13. Juli 1948: 75. Jahrestag der Verabschiedung der EKD-Grundordnung

EKD-Gründung im August 1945Einzig historisches Foto der sieben Sprecher des neu berufenen 12köpfigen Rates der EKD bei der Kirchenkonferenz in Treysa-Hephata vor der Hephata-Kirche. V.l.n.r.: Martin Niemöller, Wilhelm Niesel, Theophil Wurm, Hans Meiser, Heinrich Held, Hanns Lilje und Otto Dibelius.

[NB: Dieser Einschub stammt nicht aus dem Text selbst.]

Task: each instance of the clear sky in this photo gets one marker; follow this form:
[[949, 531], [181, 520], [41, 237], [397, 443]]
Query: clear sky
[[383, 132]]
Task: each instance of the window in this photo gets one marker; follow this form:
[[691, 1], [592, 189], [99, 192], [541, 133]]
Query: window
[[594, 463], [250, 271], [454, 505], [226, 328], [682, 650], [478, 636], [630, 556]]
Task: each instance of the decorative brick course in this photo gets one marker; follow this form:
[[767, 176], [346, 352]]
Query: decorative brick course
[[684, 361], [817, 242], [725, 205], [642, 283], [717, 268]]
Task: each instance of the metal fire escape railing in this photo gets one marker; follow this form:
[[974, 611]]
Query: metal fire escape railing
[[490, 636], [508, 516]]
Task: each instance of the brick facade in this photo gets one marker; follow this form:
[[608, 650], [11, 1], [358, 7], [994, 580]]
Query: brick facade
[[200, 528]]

Nach reformatorischem Verständnis besteht die Einheit der Kirche nicht in ihrer Organisation, sondern in der einträchtigen Verkündigung des Evangeliums. Gleichwohl gehört es zur christlichen Gemeinschaft, dass die verschiedenen Kirchen in geordnete Beziehungen zueinander treten und auch größere Zusammenschlüsse bilden. Die Gemeinsamkeit im Glauben soll auch organisatorischen Ausdruck finden. Die evangelische Kirche ist in Deutschland traditionell in Landeskirchen verfasst, die aus dem Landesherrlichen Kirchenregiment hervorgegangen sind. Ihre territoriale Abgrenzung ergibt sich aus den früheren Herrschaftsgebieten.

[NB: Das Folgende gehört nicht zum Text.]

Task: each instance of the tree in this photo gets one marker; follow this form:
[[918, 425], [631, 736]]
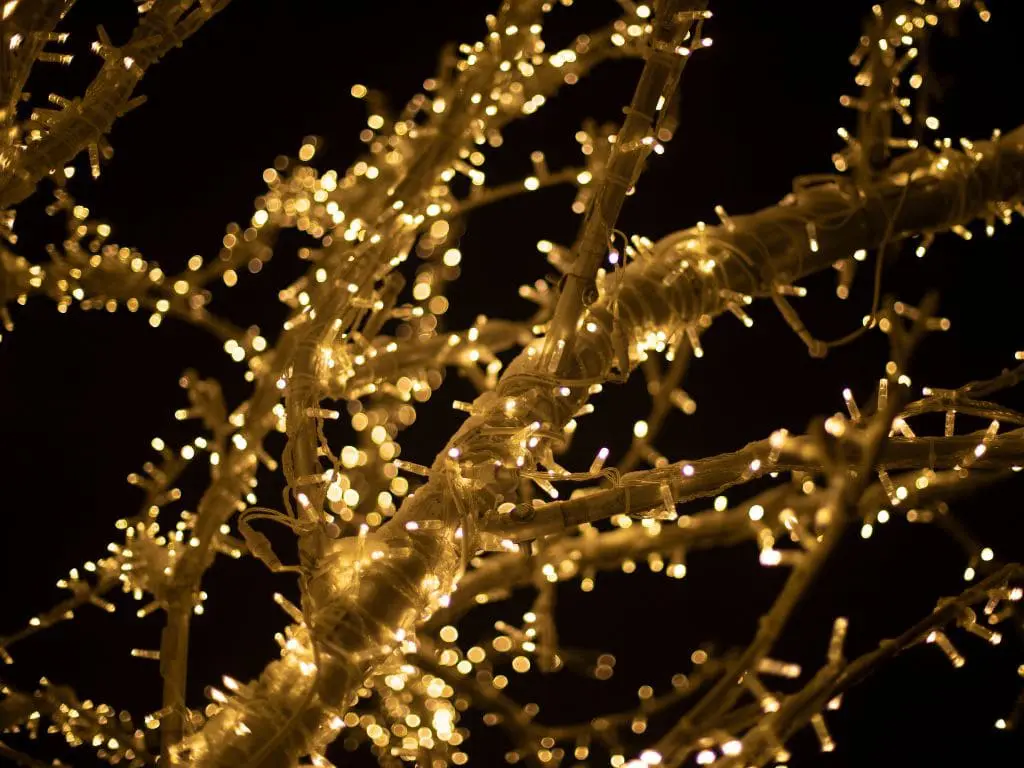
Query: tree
[[389, 554]]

Seit Mitte des 19. Jahrhunderts setzten Bestrebungen ein, sich deutschlandweit zusammenzuschließen. Es begann mit der „Eisenacher Konferenz“, in der sich Vertreter der Kirchenleitungen zu regelmäßigen Absprachen getroffen haben. 1922 wurde der Deutsche Evangelische Kirchenbund (DEKB) gegründet, der die gemeinsamen Interessen der Landeskirchen wahrnehmen, die Selbständigkeit der Landeskirchen aber nicht beeinträchtigen sollte. 1933 ging der Kirchenbund in der Deutschen Evangelischen Kirche (DEK) auf, die von Reichsbischof, Geistlichem Ministerium und Nationalsynode geleitet wurde. Teile der DEK folgten der Irrlehren der Deutschen Christen, denen die Bekennende Kirche entgegentrat. Wegen der innerkirchlichen Auseinandersetzungen und der desolaten Lage am Ende des Zweiten Weltkriegs befand sich die DEK 1945 in organisatorischer Auflösung. Eine Neuordnung der evangelischen Kirche war notwendig.

Auf einer Kirchenversammlung 1945 in Treysa wurde eine vorläufige Ordnung der EKD beschlossen und ein zwölfköpfiger Rat eingesetzt, der die evangelische Kirche nach außen vertreten und eine endgültige Ordnung vorbereiten sollte. Diese Ordnung wurde am 13. Juli 1948 verabschiedet. Dabei knüpfte man nicht an die DEK, sondern an den DEKB an und bildete drei Organe: die Synode als Repräsentation der evangelischen Christenheit, die Kirchenkonferenz als Vertretung der Landeskirchen und den Rat als ständiges Leitungsorgan, das von Synode und Kirchenkonferenz gemeinsam gewählt wird. Anders als die Landeskirchen kennt die EKD kein Amt eines leitenden Geistlichen, wenn auch der Vorsitz im Rat bisher immer mit einer Person besetzt worden ist, die in einer Landeskirche das geistliche Leitungsamt innehat.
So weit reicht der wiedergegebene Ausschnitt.